Roberto Rigobon

Society of Sloan Fellows Professor of Management

A Global Eye on Economic Crises and Inflation

A Global Eye on Economic Crises and Inflation

Roberto Rigobon brings lessons from financial contagions and product pricing worldwide.

By: Eric Bender

When a country’s economy starts to melt down, as the U.S. economy did in the 2008 housing bubble, how does that disaster spread across financial systems globally? And what can we learn about inflation and currency exchange rates from online price measurements for millions of products around the world?

Those are two main research challenges taken on by Roberto Rigobon, professor of management and professor of applied economics at the MIT Sloan School of Management. His findings are closely followed by national governments, international organizations, financial firms and other transnational companies.

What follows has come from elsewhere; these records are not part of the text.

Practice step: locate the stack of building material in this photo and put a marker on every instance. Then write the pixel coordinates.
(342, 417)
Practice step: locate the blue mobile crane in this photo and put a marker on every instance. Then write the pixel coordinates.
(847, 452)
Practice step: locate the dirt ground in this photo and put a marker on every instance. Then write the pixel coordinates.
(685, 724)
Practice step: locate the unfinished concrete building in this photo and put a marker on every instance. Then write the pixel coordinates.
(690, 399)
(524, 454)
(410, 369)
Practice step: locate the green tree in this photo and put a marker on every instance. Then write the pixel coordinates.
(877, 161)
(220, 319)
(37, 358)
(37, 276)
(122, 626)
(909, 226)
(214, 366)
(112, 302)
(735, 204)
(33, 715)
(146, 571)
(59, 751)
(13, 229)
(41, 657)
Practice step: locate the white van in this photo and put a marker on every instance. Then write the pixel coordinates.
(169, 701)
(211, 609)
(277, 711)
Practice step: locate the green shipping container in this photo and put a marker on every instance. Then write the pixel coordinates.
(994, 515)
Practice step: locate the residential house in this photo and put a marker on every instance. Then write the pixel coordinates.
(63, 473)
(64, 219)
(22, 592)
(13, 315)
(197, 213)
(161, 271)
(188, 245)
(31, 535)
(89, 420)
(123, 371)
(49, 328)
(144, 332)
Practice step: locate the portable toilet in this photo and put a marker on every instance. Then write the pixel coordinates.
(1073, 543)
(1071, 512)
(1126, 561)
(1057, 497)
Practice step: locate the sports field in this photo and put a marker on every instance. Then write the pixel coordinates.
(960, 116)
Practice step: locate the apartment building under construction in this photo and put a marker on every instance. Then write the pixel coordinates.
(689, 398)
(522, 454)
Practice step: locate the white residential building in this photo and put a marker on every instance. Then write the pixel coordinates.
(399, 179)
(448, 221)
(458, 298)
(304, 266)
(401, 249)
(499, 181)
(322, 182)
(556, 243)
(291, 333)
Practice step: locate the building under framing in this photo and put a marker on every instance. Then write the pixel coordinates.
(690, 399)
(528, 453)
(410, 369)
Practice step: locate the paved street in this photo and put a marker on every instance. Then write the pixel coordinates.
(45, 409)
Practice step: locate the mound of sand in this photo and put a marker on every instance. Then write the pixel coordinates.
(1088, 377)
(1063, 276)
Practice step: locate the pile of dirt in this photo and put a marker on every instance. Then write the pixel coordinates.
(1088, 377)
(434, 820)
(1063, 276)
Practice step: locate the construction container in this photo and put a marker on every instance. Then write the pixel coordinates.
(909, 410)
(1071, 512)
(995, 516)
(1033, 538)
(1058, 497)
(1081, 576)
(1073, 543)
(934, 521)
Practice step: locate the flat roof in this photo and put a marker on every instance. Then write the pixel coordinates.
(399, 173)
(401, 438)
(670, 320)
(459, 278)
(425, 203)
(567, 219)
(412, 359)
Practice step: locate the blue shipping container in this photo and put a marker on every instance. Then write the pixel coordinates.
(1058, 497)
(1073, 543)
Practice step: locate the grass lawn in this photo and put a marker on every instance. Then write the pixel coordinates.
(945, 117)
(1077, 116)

Educated as an electrical engineer, Rigobon worked as a manager at the Venezuelan Ministry of Finance, where “I fell in love with economics,” he says wryly. “Now I’m here at MIT teaching economics, but my approach to economics has a very engineering way of thinking and approach and methodology, which you can see in my two projects.”

In studies of how major financial crises rise and move from one country to another, Rigobon and his colleagues have discovered that each case is surprisingly different. “Once you learn how a crisis took place, then we start paying attention to that mistake, and therefore it is hard to make the same mistake,” he says. “So we then make the same mistake in a different institution.”

In his second major area of research, he and his coworkers launched and learn from the Billion Prices Project (BPP), which measures prices for millions of products online each day and computes daily inflation rates for individual countries. The BPP can highlight inflation trends months before more conventional indexes reflect them. Additionally, the researchers are launching a related project to gather prices for identical products around the world, which will help in understanding currency exchange rates.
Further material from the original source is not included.